His selection for the Supreme Court was so diferent than what we have witnessed in the last couple of decades. The Catholic Church, notably Cardinal Spellman, [see Ameerican Pope:] had been vociferous in lobbying for a Catholic spot on the court which had been vacant for some time. Eisenhower's Chief Advisor for Legal Affairs Brownell knew Vanderbilt, discovered Brennan was Catholic (Spellman insisted on checking with Brennan's parish priest to make sure he was a "good" Catholic," and following a short meeting with Eisenhower at which they discussed hats and the weather, Brennan was nominated to succeed Minto who had resigned for health reasons. I suspect that kind of religious lobbying would be frowned on today. Then again, we have a Catholic majority on the court. Ironically, Spellman was furious at the appointment because Brennan didn't owe him and favors and thus couldn't be controlled. He had not been consulted.

Once on the court -- his was a recess appointment, only rarely used -- he became subject to intense lobbying by Felix Frankfurter, icon of judicial restraint, but Frankfurter was pedantic in his efforts and soon had Brennan fuming.
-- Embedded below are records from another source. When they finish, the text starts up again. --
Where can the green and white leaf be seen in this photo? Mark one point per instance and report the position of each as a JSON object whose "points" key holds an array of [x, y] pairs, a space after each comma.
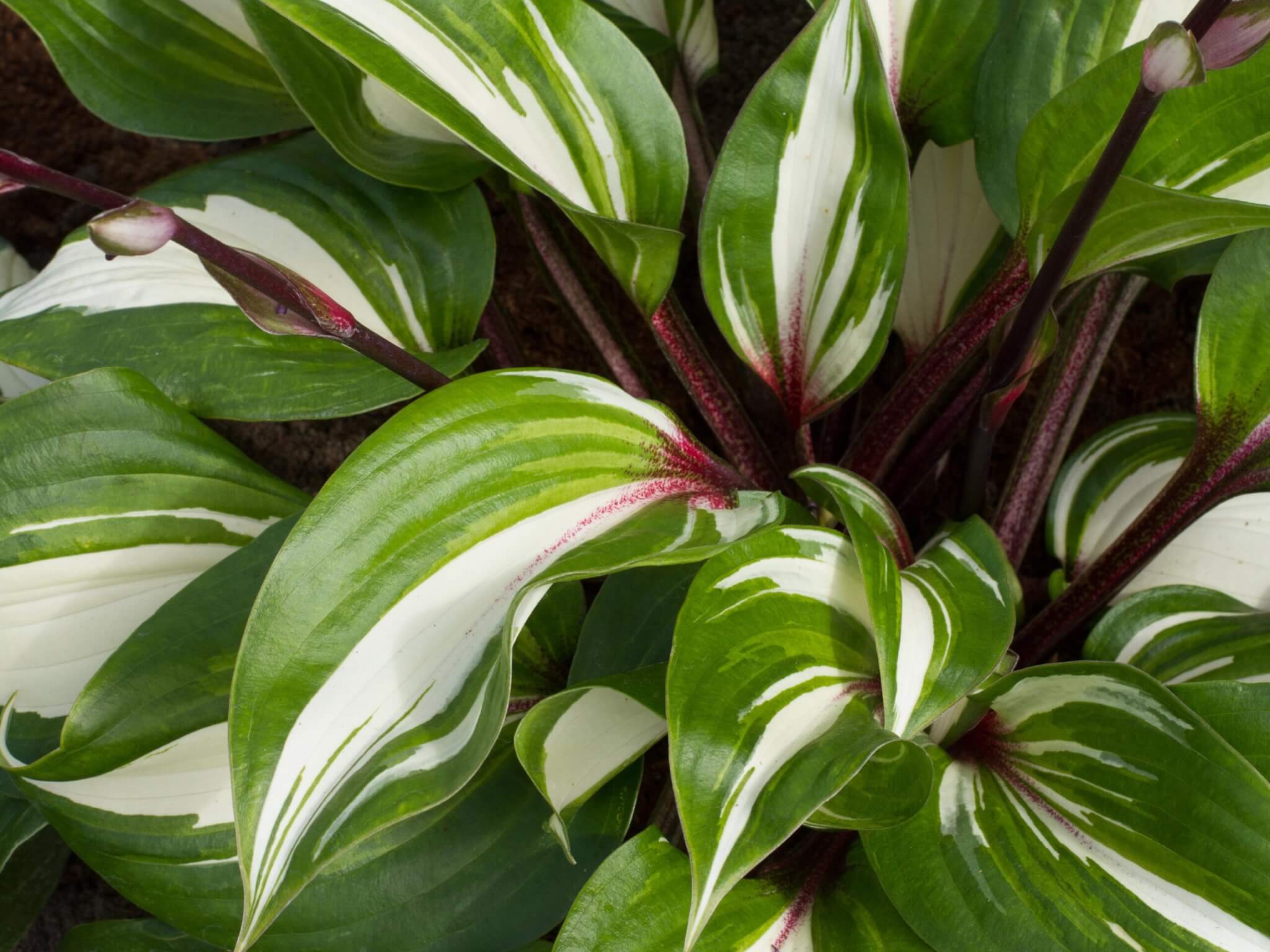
{"points": [[413, 266], [366, 122], [1110, 479], [504, 483], [1091, 810], [189, 69], [804, 227], [1041, 47], [553, 93], [573, 743], [631, 622], [771, 695], [638, 902], [690, 24], [112, 500], [14, 271], [951, 229], [1181, 633]]}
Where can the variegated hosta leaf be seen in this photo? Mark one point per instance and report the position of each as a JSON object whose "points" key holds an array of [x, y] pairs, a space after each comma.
{"points": [[111, 501], [504, 483], [951, 227], [804, 227], [1240, 712], [153, 810], [573, 743], [415, 267], [771, 696], [690, 24], [638, 902], [1181, 633], [366, 122], [1041, 47], [631, 622], [14, 271], [840, 491], [553, 93], [31, 863], [1090, 810], [190, 69], [1110, 480]]}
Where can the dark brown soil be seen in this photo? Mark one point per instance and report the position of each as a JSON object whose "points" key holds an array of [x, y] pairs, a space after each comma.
{"points": [[1150, 368]]}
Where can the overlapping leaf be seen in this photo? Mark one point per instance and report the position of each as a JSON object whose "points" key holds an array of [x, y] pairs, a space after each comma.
{"points": [[804, 227], [1090, 810], [553, 93], [771, 695], [1110, 480], [112, 499], [638, 902], [154, 815], [573, 743], [189, 69], [502, 484], [1181, 633], [412, 266]]}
Earl Warren, on the other hand, a consummate politician who intended to use the court to right society's wrongs, soon became a close friend and mentor (Brennan was fifteen years his junior.) When confirmation hearings finally rolled around after he was two-thirds of the way through his first term, he was confronted by a hostile Senator McCarthy and the way Brennan handled McCarthy was not only brilliantly obfuscatory (Sotomayor and Roberts would have been proud,) but hysterical as well (see pages 114-115.) McCarthy was fit to be tied by his answers. But he was generally "soggy" overall.

Brennan was soon taken under the wing of Chief Justice Warren and Warren began assigning him opinions to write. His first major blunder was Jencks in which he went beyond the scope of the case (he required that all documents held in secret government files be turned over to the defendant for review in a "red scare" case). It was a decision he was to regret because Tom Clark, a dissenting justice, excoriated him for "opening" up secret FBI files to the "Commies." Had he written the opinion in a more narrow manner, it is unlikely Congress would have gone off the deep end and challenged the court's ruling. Another case (Roth he later came to rue was one with regard to obscenity which provided us with the infamous "community standards" non-standard. Trying to draw a line between "prurience" and "art," his opinion was muddled and later in he specifically enunciated his disdain for the earlier decision.

Aaron v Cooper, the case that hammered home the supremacy of the Supreme Court in interpreting the Constitution, was written by Brennan. Gov. Faubus of Arkansas was refusing to permit integration in the state and was trying to propose the novel idea that the governor of a state could decide what was opr was not constitutional. His attorney general argued that the threat of violence should persuade the court to suspend its previous judgment and delay integration. For twenty years court watchers wondered why the wording of the opinion used the word desegregation instead of integration. Brennan revealed years later that it was a suggestion from Richard Harkness, an NBC correspondent and Brennan's next door neighbor.

I could go on. The book is packed with interesting anecdotes and detail. Wonderful book about a wonderful justice. One quote I especially liked was "Brennan loved people, unlike Douglas of whom it is said he loved humanity but hated people."